Given a collection of points on the sphere, we can consider their spherical convex hull: add all points on the shortest path between two points in the set, repeat until the resulting set does not expand. (For specificity, say that the shortest path between two diametrically opposite points is the whole sphere, but it doesn't matter for our purposes.)
I am interested in the distribution of outcomes from taking the convex hull of $n$ random points on the sphere.
When $n=3$, the result is a triangle with probability 1.
When $n=4$, the result is a triangle with probability $\frac12$, a quadrilateral with probability $\frac38$, and the whole sphere with probability $\frac18$.
When $n=5$, the result is a triangle with probability $\frac5{16}$, a quadrilateral with probability $\frac5{16}$, a pentagon with probability $\frac1{16}$, and the whole sphere with probability $\frac5{16}$.
The above results can be derived given the moments of a random triangle's area and some cute counting arguments; see this question and answer for an instance of the sort of reasoning that produces these conclusions.
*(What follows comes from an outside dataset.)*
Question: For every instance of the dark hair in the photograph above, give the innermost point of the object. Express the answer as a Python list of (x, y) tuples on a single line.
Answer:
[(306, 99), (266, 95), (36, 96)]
Happy to elaborate on the proofs of these results in the comments if desired.
However, the cute geometric arguments for $n\le 5$ start falling apart at $n=6$. The probability that the convex hull of $6$ points will be a triangle is $\frac{15}{32}-\frac{15\ln(2)}{4\pi^2}\approx0.2054$; again, see the linked thread above for an explanation of why this is (basically, the issue is that the third moment of the area of a random spherical triangle gets messy in a way that earlier moments do not).
On the other hand, the odds that the convex hull of $6$ random points is the entire sphere is exactly $\frac12$; see this answer for a citation and general formula.
What are the chances that the convex hull is a quadrilateral, pentagon, or hexagon? Given the above results, it seems possible that one of these three probabilities may yet be rational (and thus possibly amenable to a natural geometric argument), even though of course not all three can be.
Empirically, in a Monte Carlo simulation with $100000$ trials, there were $20369$ triangles, $22127$ quadrilaterals, $6880$ pentagons, $591$ hexagons, and $50033$ spheres.